Analyse géopolitique des deux hypothèses adhésion ou « partenariat privilégié » ?

Les relations entre l'Europe et la Turquie sont inscrites dans une géopolitique eurasienne, caractérisée par une triple métamorphose: de la géographie, de la puissance et des équilibres stratégiques. La première transformation concerne la masse continentale la plus importante du monde, celle de l'Eurasie, cœur géopolitique de l'Histoire ; la deuxième, le rôle accru des espaces océaniques ; la troisième, la stabilité stratégique qui, après la période de la bipolarité se commue en son contraire, l'instabilité, le déséquilibre et la fragmentation politique.

En revenant à la première transformation, celle-ci a pour objet le changement des paradigmes géopolitiques structurants qui imposent une nouvelle lecture du système international et donc un nouveau rapport entre le « Rimland » et le « Heartland ». Ce changement est fondamental. En effet dans le cadre de cette lecture, l'Europe et la Turquie appartiennent à des configurations géopolitiques distinctes : la Turquie fait partie du « Heartland », le « pivot des terres » ou encore « pivot géographique de l'Histoire » et l'Europe au « Rimland » planétaire, l'anneau des terres, qui va de la péninsule de Kamtchaka au Golfe Persique. Il en découle que la Turquie et l'Europe constituent deux entités géographiques aux projections diverses et que leurs stratégies sont déliées l'une de l'autre. Après l'effondrement de l'Empire soviétique, la Turquie retrouve son « espace vital » dans la masse centrale des continents, le « pivot des terres » où elle redécouvre ses sources linguistiques et son Histoire profonde, autrement dit, l'idéologisation du passé et les origines de l'Empire Ottoman. Selon cette lecture l'Europe se caractérise comme isthme occidental de l'Asie ou « Rimland » eurasien, car elle fait partie intégrante du « Rimland » planétaire, valorisé par le système maritime mondial et l'unité des océans. Le « Rimland » eurasien est dominé par les débouchés maritimes, le régime des eaux et les échanges par la voie des océans.

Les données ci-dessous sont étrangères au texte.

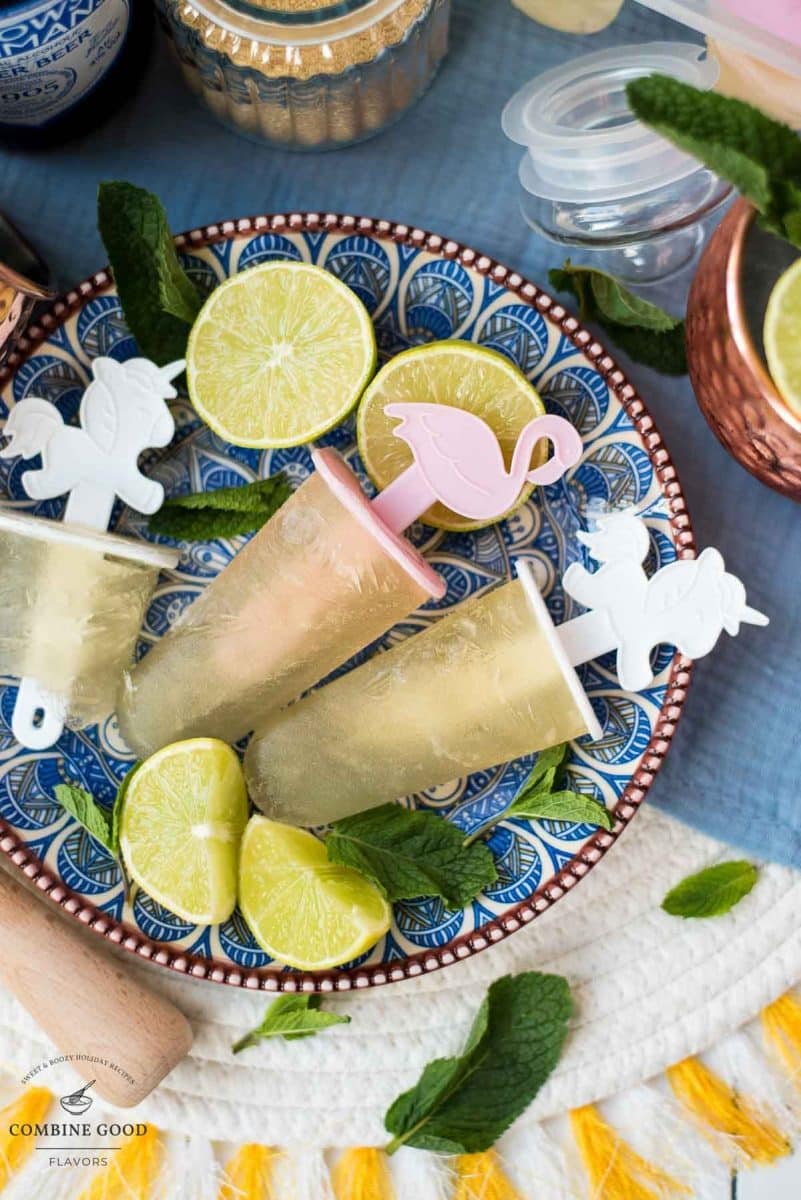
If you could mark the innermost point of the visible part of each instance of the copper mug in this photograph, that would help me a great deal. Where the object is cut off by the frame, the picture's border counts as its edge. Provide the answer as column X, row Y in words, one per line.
column 23, row 283
column 734, row 390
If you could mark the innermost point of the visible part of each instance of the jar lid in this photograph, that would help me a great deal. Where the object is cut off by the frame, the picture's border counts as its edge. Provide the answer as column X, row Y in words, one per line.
column 582, row 138
column 770, row 30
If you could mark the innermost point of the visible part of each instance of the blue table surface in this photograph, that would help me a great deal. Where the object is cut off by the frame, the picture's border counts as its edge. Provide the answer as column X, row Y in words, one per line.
column 735, row 767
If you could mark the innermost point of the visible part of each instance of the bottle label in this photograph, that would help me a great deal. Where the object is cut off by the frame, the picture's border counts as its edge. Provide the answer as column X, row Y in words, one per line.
column 53, row 53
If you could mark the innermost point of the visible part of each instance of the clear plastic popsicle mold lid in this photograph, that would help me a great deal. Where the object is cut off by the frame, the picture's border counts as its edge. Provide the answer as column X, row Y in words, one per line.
column 582, row 138
column 769, row 30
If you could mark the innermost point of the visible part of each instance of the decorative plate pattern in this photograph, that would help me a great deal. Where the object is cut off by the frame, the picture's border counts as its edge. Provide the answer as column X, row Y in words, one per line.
column 417, row 287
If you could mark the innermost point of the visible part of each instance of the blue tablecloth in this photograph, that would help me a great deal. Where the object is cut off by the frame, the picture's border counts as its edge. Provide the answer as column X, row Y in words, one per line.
column 735, row 768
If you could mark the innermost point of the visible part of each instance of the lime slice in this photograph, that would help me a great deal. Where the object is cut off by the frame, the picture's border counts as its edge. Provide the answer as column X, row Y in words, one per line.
column 182, row 820
column 301, row 909
column 457, row 373
column 783, row 336
column 279, row 354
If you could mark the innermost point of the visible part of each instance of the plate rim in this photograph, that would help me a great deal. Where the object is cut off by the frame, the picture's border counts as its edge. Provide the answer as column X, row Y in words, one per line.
column 276, row 979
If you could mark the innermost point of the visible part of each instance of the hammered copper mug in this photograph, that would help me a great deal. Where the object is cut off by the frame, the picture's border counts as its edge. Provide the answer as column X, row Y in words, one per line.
column 734, row 390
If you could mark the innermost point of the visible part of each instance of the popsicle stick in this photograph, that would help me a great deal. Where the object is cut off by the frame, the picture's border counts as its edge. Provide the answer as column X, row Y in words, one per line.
column 85, row 1001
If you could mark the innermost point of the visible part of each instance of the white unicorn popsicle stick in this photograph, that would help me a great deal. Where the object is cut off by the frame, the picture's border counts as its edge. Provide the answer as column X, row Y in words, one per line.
column 73, row 575
column 327, row 575
column 492, row 682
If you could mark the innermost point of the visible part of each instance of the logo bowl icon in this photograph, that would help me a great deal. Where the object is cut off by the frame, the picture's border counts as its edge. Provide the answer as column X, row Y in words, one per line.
column 78, row 1102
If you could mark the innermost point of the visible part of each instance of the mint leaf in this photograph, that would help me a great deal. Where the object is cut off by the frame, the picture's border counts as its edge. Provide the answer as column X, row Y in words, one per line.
column 224, row 513
column 409, row 853
column 759, row 155
column 83, row 807
column 712, row 892
column 289, row 1018
column 158, row 299
column 646, row 333
column 572, row 807
column 462, row 1105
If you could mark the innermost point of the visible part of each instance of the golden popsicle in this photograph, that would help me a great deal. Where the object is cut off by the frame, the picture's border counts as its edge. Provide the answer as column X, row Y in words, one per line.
column 489, row 683
column 327, row 575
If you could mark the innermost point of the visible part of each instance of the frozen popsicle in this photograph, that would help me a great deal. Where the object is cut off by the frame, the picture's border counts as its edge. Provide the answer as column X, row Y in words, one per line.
column 492, row 682
column 72, row 597
column 329, row 574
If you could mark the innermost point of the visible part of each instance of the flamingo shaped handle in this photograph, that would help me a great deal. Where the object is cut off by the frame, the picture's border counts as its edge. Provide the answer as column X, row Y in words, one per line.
column 458, row 461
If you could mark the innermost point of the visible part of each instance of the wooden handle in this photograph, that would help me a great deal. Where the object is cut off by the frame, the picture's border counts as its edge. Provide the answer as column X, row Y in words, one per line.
column 85, row 1001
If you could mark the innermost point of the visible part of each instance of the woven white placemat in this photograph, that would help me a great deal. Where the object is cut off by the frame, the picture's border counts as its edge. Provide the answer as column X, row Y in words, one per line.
column 649, row 990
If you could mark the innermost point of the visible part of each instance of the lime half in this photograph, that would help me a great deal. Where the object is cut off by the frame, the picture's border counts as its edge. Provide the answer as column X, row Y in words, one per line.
column 182, row 819
column 457, row 373
column 301, row 909
column 783, row 336
column 278, row 354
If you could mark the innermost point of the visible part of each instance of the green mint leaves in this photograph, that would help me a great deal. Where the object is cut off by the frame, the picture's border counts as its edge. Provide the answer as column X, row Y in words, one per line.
column 222, row 514
column 711, row 893
column 85, row 809
column 646, row 333
column 409, row 853
column 158, row 300
column 540, row 798
column 290, row 1017
column 463, row 1105
column 759, row 155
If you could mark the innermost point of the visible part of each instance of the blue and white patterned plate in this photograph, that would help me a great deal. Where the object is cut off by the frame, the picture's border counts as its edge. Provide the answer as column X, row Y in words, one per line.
column 419, row 288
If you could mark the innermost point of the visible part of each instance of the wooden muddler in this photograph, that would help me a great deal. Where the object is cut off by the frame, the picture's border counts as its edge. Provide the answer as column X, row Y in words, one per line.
column 85, row 1001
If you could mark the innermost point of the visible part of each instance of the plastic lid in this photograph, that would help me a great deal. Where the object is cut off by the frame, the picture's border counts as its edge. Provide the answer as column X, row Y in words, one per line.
column 769, row 30
column 580, row 135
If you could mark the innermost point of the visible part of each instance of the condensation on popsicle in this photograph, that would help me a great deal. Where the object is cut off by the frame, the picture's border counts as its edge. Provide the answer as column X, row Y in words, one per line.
column 489, row 683
column 329, row 574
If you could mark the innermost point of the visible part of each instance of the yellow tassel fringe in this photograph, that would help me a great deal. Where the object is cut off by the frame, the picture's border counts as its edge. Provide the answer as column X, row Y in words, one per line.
column 31, row 1105
column 362, row 1174
column 614, row 1169
column 131, row 1170
column 481, row 1177
column 750, row 1135
column 248, row 1175
column 782, row 1030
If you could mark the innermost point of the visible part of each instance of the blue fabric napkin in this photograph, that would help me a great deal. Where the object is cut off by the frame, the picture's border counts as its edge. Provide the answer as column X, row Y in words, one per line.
column 735, row 767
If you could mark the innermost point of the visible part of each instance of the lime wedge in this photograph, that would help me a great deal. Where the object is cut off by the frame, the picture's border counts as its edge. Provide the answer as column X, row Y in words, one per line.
column 301, row 909
column 457, row 373
column 783, row 336
column 182, row 820
column 278, row 354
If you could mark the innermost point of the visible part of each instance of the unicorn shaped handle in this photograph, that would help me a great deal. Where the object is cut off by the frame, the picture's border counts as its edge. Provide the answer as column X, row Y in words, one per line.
column 122, row 413
column 687, row 604
column 458, row 462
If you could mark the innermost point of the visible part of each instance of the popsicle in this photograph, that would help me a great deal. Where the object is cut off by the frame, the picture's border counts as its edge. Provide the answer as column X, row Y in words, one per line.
column 329, row 574
column 72, row 597
column 491, row 682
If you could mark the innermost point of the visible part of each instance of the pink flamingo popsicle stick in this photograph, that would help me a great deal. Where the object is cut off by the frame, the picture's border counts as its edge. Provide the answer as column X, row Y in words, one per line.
column 458, row 462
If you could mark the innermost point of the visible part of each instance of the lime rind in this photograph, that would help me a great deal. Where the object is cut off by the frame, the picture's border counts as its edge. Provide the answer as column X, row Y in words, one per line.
column 307, row 347
column 182, row 819
column 301, row 909
column 481, row 381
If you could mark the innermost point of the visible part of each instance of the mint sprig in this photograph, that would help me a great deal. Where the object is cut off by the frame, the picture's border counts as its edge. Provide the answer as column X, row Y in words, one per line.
column 409, row 853
column 462, row 1105
column 712, row 892
column 646, row 333
column 158, row 299
column 541, row 798
column 759, row 155
column 290, row 1018
column 224, row 513
column 84, row 808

Pour les Etats européens de la bordure Atlantique après la fin des années 1990, le « paradigme géopolitique » dominant devient l'Eurasie à la place de l'Europe, qui fut le théâtre central du conflit Est-Ouest. Ainsi, le vieux pivot géographique du monde de Halford J. Mackinder se déplace vers le « pivot des mers », le « sealand » inter-océanique de l'Océan indien.

Dans ces nouvelles conditions, la politique d'élargissement de l'UE comme politique de stabilisation à la marge de la péninsule eurasienne perd de sa pertinence et montre sa précarité historique. Elle perd de son sens originel, qui était fondé sur une perspective d'intégration de l'Europe de l'Est et de la Russie. La politique d'élargissement à de nouveaux pays impose comme une loi du gouvernement politique, un noyau restreint de direction politique et d'abandon de toute politique de dilution du pouvoir.
Sous cet angle sont à adopter les alliances permanentes, les partenariats privilégiés et les coalitions ad hoc. Ces choix géopolitiques mettent en exergue la fragilité institutionnelle et politique de la construction européenne. En effet, les constantes géographiques et les legs de l'Histoire imposent aux fédérations en gestation l'impératif d'un pouvoir fort, sous peine de se dissoudre. L'UE doit éviter les dilutions successives aux marges extérieures du continent car elle doit contrer les déséquilibres qui en découlent à l'intérieur. Re-conceptualiser les paradigmes structurants du système international actuel c'est faire œuvre de lucidité politique, d'intuition stratégique et de perspective historique.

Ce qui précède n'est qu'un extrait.